ICS va alors connaître un développement rapide avec une poignée de collaborateurs à la fois très spécialisés, polyvalents et expérimentés (jusqu’à une quinzaine en 2015). Sur tous les théâtres d’opérations extérieures, malgré des difficultés inimaginables, les flight managers d’ICS font la différence. Ils sont la clé de voûte du système ICS sur le terrain : réception et vérification du fret, communication avec les équipages russes, biélorusses ou ukrainiens, supervision des manutentions en temps et en heure, paiement des frais au sol, gestion de l’hébergement, tractations diverses avec les autorités locales… Une aventure permanente, dans un environnement souvent hostile. Du côté des armées, la satisfaction est totale : malgré sa taille très modeste, ICS se comporte comme une vraie compagnie aérienne et se montre capable de résoudre d’innombrables casse-têtes logistiques, avec 100% des contrats honorés dans les délais impartis. Logiquement, en janvier 2015, ICS voit son marché renouvelé jusqu’en 2019. Mais une étrange mécanique se met en branle.

Le tournant de 2015

Depuis 2013, du fait de l’opération Serval, les militaires français recourent massivement aux contrats SALIS (Solutions intérimaire de transport aérien stratégique) gérés depuis le Luxembourg par le NSPA, l’agence de soutien et d’acquisition de l’OTAN, en parallèle des contrats à bons de commande. Dans un rapport d’information du Sénat de décembre 2015 des parlementaires commencent à s’émouvoir des surcoûts occasionnés par ces opérations. Un autre événement change la donne : c’est en 2015 que les Russes s’engagent massivement en Syrie et monopolisent les Antonov de la Flight Unit 224 qu’ICS utilisait beaucoup. Conséquence directe : raréfaction des gros porteurs et tension sur le marché. En dépit du départ de la compagnie publique russe, ICS tient bon. Mais les Russes de Volga-Dnepr, attachés au contrats SALIS, voient d’un mauvais œil cette petite société concurrente sur ce marché parallèle.

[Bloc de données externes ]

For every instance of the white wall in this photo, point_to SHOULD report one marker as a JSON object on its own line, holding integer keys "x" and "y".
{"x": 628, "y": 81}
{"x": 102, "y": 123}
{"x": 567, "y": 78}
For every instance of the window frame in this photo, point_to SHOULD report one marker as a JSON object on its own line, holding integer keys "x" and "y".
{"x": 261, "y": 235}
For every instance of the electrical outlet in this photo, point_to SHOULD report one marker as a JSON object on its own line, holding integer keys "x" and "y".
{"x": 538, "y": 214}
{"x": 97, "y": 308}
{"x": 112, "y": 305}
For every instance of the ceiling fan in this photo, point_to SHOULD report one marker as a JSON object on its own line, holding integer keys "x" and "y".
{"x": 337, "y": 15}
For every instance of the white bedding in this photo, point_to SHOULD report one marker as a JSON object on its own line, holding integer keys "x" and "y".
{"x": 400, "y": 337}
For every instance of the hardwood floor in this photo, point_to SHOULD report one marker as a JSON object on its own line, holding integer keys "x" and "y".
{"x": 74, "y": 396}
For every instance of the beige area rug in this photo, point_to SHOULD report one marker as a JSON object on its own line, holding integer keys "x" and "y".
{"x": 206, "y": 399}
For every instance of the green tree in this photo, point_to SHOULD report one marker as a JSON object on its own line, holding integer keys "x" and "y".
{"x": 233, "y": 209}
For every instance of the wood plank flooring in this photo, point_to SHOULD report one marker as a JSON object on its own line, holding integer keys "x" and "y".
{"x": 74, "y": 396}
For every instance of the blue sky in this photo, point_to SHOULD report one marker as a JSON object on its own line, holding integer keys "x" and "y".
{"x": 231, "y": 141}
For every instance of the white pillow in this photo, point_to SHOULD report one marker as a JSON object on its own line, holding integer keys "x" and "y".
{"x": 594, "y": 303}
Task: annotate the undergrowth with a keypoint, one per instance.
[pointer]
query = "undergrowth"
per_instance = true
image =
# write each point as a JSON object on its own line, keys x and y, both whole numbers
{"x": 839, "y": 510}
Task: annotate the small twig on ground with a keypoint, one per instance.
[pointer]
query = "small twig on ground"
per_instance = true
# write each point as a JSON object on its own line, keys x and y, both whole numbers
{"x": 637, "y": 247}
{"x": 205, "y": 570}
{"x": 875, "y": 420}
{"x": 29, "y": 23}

De plus, en décembre 2016, conséquence des tensions russo-ukrainiennes, le joint-venture réunissant Volga-Dniepr et ADB pour l’exécution contrat SALIS est dissoute. L’OTAN doit alors signer deux contrats, l’un avec Volga-Dniepr, l’autre avec ADB, ce qui entraîne un surenchérissement des coûts, à cause notamment de la construction d’installations distinctes sur la base de Leipzig. Fin 2016 également, commence à circuler un dossier anonyme qui comporte des échanges de mails impliquant plusieurs acteurs concernés par le marché à bons de commande de 2015. Cela suffit à entamer le crédit d’ICS auprès des armées et des réactions s’ensuivent jusque dans les rangs politiques.

ICS subit aussi de fortes turbulences en interne. En décembre 2015, Philippe de Jonquières licencie son bras droit, en poste depuis 2011. Ce dernier est soupçonné de liens suspects avec des sociétés concurrentes : fait troublant, en mars 2016, cet ancien salarié crée à son domicile sa société de transport et devient d’ailleurs peu de temps après représentant en France pour Volga-Dnepr Airlines.

La crise de 2017

Début 2017, le député François Cornut-Gentille, rapporteur d'une mission de contrôle parlementaire, auditionne les administrations militaires en charge des contrats et ICS. Cela fait suite à la transmission à la commission des finances du Sénat d’une communication de la Cour des Comptes (qui avait été saisie d’une demande d’enquête dès février 2016) relative aux opérations extérieures de la France couvrant la période 2012-2015. Dans ce document, la Cour soulignait en effet la « très forte dépendance à des moyens non militaires dans un secteur opérationnel sensible » et qualifie de « nécessaire » une « clarification des conditions de recours aux deux prestataires principaux de transport stratégique aérien » ; et recommandait de « développer le recours à la mutualisation multinationale et améliorer l’efficience du recours aux moyens externalisés ». En mars 2017, se fondant essentiellement sur les chiffres de la Cour des Comptes, le rapport du député dénonce les « fragilités » de l'organisation du transport aérien des armées.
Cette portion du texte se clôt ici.